ADSL Speed and Performance Part 1 : Physical Limits
Let's get physical Right at the outset there are physical factors that can affect the performance of your ADSL service.
Let's get physical
Right at the outset there are physical factors that can affect the performance of your ADSL service.
If you read through How ADSL Works, you'll know that ADSL works on copper cables that run from your house back to the Telkom Exchange. It is actually a bit more complicated than that : the cable from your house to the nearest junction box meets up with the cables from your neighbour's houses at the nearest junction box and then travels from there back to the exchange. I want you to remember this part, because we'll revisit it later on when we talk about how you and your neighbours can impact on each other's ADSL experience.
Firstly though want to tell you about exchange distance and attenuation:
It's actually a very simple concept. The further the signal has to travel from your house to the exchange along the copper lines the more it attenuates (gets weaker). The amount of signal which is lost is measured in decibels, but at the end of the day it translates back into speed reduction. The weaker your signal the less likely you will be able to maintain a reliable high speed connection.
Rather than waffle on about this too much we put together this graphic that shows you the expected attenuation and maximum possible ADSL speed based on exchange distances. You do need to remember a few very important points though before you look at it:
Attenuation can be affected by other factors besides cable length (interference, poor connections).
The maximum speed is determined by exchange equipment available as well as cable length.
Cable distance is not measured in straight lines.
Your phone line may not actually run to the exchange closest to you. It doesn't sound right, but if for example your phoneline was in place before a newer exchange was built your signal may be travelling further than you think.
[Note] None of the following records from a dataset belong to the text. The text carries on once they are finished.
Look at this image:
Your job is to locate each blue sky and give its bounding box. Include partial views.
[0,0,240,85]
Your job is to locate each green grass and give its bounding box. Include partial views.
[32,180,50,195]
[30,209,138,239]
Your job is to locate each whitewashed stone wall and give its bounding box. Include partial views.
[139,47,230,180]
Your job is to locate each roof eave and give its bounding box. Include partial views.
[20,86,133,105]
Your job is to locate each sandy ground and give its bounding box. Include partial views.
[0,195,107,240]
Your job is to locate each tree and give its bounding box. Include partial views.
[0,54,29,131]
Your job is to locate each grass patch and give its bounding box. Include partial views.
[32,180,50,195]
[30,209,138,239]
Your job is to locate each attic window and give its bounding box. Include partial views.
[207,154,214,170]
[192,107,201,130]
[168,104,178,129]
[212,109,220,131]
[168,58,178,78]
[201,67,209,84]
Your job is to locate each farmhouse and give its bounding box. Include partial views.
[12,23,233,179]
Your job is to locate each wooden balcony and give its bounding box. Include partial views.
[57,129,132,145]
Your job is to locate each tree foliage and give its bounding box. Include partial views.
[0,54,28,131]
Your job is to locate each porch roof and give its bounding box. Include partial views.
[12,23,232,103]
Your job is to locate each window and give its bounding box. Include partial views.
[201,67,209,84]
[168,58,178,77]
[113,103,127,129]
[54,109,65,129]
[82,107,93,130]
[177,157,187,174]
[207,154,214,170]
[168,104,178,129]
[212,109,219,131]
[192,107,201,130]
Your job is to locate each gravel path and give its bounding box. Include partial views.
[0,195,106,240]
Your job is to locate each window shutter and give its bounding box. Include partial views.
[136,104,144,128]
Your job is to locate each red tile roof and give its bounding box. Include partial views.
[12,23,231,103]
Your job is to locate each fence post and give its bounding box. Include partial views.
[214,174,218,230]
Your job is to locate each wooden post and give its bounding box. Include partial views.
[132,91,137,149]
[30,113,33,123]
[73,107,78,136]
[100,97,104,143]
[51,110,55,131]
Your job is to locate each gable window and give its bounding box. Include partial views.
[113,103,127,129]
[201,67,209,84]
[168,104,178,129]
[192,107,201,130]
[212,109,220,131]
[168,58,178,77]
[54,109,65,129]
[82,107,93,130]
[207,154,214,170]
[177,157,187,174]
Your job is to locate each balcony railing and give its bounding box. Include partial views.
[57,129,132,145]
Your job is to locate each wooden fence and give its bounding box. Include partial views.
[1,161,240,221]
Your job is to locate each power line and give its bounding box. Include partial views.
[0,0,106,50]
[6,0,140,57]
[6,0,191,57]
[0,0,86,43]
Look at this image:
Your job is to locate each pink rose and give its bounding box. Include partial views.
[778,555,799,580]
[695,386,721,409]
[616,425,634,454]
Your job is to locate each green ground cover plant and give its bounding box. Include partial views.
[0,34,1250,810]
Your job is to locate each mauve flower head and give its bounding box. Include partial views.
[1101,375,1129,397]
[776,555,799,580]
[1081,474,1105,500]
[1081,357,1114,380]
Also please note that the speeds indicated are the theoretical possible maximums under ideal conditions. In real world terms we know from experience that obtaining a 2mb connection at 5km range, with 69dbs of attenuation is practically impossible. For more information about poor attenuation values you can view this guide on dropped connections.
Here are some other physical factors that can affect the quality of your service:
High powered electrical equipment near routers and phone lines can interfere with the ADSL signal. Typical culprits are pool pumps and electric fences which are becoming increasingly common place in South Africa. Electrical fences being turned on at certain times during the day are often linked to dropped ADSL signals and deterioration of signal quality.
- Poor local cables
The cable in your home can also affect signal quality. Make sure the phone cable running to your router is not too long and is a good quality cable. Check for loose connections at wall boxes and splitters and try to keep your cables out of the way and risk free from pulls and crimps.
This is slightly theoretical, but remember that ADSL services are a hybrid system running on top of existing phone lines which were not designed to carry heavy duty data signals. What we do know is that when a lot of cables run alongside each other the signals can interfere with each other and this can certainly become more of a factor if more of those cables are carrying high speed data signals. We've definitely noticed over the last few years of Telkom upgrades that there is a relationship between signal to noise ratios deteriorating as more users in a particular area sign on for high speed data services.